Sa main tient une clef luisante ; avec cette arme
Dans une armoire ouverte il tourne : quel vacarme !

Dans deux coins se dressaient deux armoires de bois
Dont les flancs abritaient deux horloges à poids.
Mais, avec le soleil depuis longtemps brouillées,
Se traînaient au hasard leurs aiguilles rouillées.
A les remettre à neuf Gervais n’a pas songé,
Mais de les remonter il se croit obligé ;
Et chaque soir sa clef tourmente leur rouage :
Or on était à l’heure où se fait cet ouvrage.
Tandis que sans broncher chacun suivait la voix
Du Président,… Gervais tira l’un des deux poids.
On entendit grincer une roue édentée.
Le Président frémit : sa phrase est arrêtée.
« Remettez un instant ce travail si pressé »,
Dit-il, puis il reprend. Le Porte-clefs froissé
Tire encore plus fort l’autre poids. Sur l’horloge
Perchait un rouge-gorge au chant digne d’éloge
Autrefois… Il commence un concert enragé ;
C’est un oiseau bien fait mais fort endommagé.
Il bat de l’aile, il siffle, il glapit à tout rompre.
On rit : le Président doit encor s’interrompre.
« Porte-clefs, cria-t-il, vieux chat-huant, vieux hibou,
Assez de ce vacarme ou je te tords le cou ».

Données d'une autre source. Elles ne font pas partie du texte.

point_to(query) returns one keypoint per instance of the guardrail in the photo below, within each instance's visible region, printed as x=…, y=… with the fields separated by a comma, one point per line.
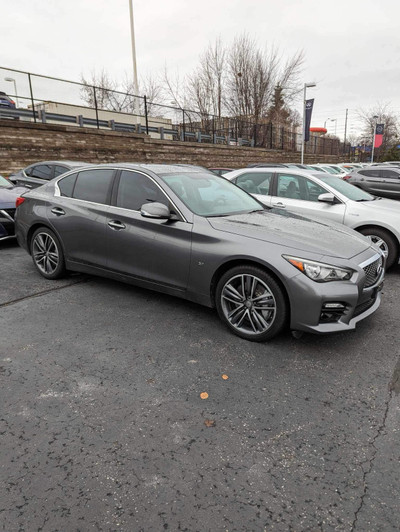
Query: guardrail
x=45, y=117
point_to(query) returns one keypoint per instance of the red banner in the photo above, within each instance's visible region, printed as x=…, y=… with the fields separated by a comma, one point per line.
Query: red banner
x=378, y=135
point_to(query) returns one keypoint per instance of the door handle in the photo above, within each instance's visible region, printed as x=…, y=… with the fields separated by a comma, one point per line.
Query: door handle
x=57, y=211
x=117, y=225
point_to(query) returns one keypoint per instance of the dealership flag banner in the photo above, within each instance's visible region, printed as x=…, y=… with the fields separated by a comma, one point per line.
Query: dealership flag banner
x=309, y=106
x=378, y=135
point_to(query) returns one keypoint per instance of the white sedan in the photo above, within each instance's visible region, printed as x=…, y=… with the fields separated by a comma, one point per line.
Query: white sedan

L’impassible Gervais, qui jamais ne recule,
Met gravement sa main droite sur la pendule
Et l’autre sur sa hanche ; et puis, ainsi campé,
« Président de hasard, dit-il, tu t’es trompé :
Je ne suis qu’un moineau, mais plus fier dans son gite
Que le hibou qui vient ici sans qu’on l’invite.
Porte-clefs et hibou font deux ; le vrai hibou,
C’est l’intrus ; et je vais le chasser de mon trou ».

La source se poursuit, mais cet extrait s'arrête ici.